Umat Islam VS Media Massa Sekuler

Saat ini saya melihat fenomena pembunuhan akal kritis rakyat Indonesia oleh media massa.

Hampir seluruh media massa saat ini adalah pendukung Jokowi, Ahok, dan kaum sekuler lainnya. Walaupun mereka sesekali mengkritik tapi seringkali apa yang mereka kritik itu bukan substansi sesungguhnya atau bukan terkait masalah-masalah besar. Bila ada tokoh umat mengkritik tokoh-tokoh sekuler dari kalangan mereka, ramai-ramai media membela tokoh sekuler itu. Karena mereka mungkin menyadari bahwa menjatuhkan kewibawaan tokoh-tokoh sekuler sama saja meruntuhkan sekularisme itu sendiri! Oleh karena itu, tokoh-tokoh sekuler itu harus dibela habis-habisan. Salah satu caranya adalah membuat opini tandingan seolah tokoh umat tersebutlah yang berbahaya bagi rakyat.

Dalam kasus Ahok vs DPRD DKI misalnya, pengamat seperti Effendi Ghozali misalnya mengatakan Ahok dikeroyok oleh anggota dewan. Jelas sekali pengamat seperti Effendi Ghozali walaupun kadang berusaha tampil objektif, namun seringkali memperlihatkan wujud aslinya sebagai pengamat yang tidak netral.

Taruhlah Ahok dikeroyok anggota dewan, maka yang terjadi saat ini juga anggota dewan dikeroyok media massa. Lebih parah mana, dikeroyok anggota dewan yang jumlahnya segelintir orang dan acapkali hanya mampu mempengaruhi segelintir orang lainnya atau dikeroyok media massa yang mampu mempengaruhi rakyat Indonesia secara keseluruhan; bisa saja yang haq dikatakan batil dan yang batil dikatakan haq.

Baru-baru ini juga beberapa lembaga survei mengungkapkan hasil surveinya yang menyebutkan 60-70% rakyat jakarta mendukung Ahok. Saya tidak terlalu heran dengan hasil survei ini karena mereka (LSI dan Cyrus) adalah lembaga survei pendukung Ahok.

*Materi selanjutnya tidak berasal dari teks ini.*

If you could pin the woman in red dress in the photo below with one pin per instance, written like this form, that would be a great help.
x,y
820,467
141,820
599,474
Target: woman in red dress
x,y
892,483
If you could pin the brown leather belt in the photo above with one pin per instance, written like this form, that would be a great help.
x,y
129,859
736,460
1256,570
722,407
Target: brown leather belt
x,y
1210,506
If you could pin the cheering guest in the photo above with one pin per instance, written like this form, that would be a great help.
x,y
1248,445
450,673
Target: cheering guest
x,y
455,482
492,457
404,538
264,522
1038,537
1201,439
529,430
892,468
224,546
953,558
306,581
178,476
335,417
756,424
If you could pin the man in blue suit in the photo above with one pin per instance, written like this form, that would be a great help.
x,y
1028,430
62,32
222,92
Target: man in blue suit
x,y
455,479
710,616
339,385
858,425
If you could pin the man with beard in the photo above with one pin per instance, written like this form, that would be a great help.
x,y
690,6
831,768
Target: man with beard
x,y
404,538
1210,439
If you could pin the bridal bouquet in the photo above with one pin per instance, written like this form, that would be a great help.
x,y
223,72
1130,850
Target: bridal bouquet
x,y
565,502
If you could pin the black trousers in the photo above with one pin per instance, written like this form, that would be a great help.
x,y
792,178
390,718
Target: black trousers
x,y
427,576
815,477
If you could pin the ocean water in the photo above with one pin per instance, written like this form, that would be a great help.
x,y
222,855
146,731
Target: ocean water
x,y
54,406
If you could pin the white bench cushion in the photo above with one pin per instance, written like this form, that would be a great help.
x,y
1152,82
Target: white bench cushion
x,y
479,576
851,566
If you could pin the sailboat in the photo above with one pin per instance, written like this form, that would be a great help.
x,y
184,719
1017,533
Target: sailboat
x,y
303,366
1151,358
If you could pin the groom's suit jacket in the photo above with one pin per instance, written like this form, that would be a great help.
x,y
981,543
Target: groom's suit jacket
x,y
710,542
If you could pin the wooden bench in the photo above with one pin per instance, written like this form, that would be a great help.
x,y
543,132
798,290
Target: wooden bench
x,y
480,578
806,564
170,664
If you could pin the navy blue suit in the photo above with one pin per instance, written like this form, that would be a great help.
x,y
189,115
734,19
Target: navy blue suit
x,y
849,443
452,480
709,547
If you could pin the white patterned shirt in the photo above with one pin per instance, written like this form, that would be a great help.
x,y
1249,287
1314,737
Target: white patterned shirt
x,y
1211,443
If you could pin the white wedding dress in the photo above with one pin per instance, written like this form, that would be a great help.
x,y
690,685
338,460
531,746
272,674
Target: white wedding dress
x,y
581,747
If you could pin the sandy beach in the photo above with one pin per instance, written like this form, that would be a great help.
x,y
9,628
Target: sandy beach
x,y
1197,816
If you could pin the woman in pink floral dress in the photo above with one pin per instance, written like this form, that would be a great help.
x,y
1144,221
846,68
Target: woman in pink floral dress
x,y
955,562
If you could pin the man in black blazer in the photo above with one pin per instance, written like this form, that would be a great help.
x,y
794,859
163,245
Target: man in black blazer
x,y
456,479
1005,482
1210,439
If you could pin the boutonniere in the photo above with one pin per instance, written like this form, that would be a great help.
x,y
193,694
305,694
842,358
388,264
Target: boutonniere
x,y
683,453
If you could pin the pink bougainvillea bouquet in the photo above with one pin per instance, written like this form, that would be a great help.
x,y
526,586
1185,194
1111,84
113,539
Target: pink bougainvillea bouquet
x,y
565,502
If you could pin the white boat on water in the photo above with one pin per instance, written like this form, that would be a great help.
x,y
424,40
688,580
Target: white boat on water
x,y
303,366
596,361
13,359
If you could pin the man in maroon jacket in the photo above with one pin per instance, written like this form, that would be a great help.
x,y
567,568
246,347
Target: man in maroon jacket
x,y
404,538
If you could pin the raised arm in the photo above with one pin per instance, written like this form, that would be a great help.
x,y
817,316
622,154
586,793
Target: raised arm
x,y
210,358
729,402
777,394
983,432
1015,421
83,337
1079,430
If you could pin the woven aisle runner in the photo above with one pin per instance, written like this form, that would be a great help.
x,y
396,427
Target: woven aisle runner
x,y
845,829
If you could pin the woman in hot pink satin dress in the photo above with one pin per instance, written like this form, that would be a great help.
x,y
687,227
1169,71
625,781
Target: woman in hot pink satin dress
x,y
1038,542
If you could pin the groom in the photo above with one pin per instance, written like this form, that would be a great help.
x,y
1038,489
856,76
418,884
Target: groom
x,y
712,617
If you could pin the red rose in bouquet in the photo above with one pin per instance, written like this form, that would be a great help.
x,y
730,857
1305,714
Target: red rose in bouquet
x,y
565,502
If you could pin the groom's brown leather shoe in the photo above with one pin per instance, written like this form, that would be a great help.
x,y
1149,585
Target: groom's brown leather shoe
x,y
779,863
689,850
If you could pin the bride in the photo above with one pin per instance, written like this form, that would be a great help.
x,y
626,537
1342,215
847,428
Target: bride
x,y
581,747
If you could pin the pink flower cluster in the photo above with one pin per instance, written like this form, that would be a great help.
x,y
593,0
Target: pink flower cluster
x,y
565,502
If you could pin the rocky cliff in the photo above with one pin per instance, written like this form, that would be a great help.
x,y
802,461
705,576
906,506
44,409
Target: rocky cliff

Media massa sering mengopinikan seolah Ahok berada diposisi terzalimi padahal mulut Ahok, kata orang betawi, gede bacot; sering berkata kasar dan merendahkan bawahannya. Bagaimana bisa ia ditampilkan sebagai orang yang terzalimi sementara disisi lain dia tampil menzalimi?! Ahok mengatakan Legislatif dan Eksekutif sama-sama tukang garong. Apakah dia tidak menyadari bahwa dirinya bagian dari eksekutif? Apa yang terjadi sesungguhnya? Bukannya membersihkan internalnya atau aparat birokrasinya, dia malah ingin membangun pencitraan untuk dirinya pribadi.

Umat jangan sampai terperosok pada lubang pencitraan untuk yang kedua kalinya. Akal kritis dan hati nurani harus terus dimainkan. Jika tidak, saya takutkan sekularisme merajalela, orang-orang saleh disingkirkan dan syiar-syiar Islam dipadamkan. Percaya atau tidak, hal itu sudah mulai terjadi saat ini.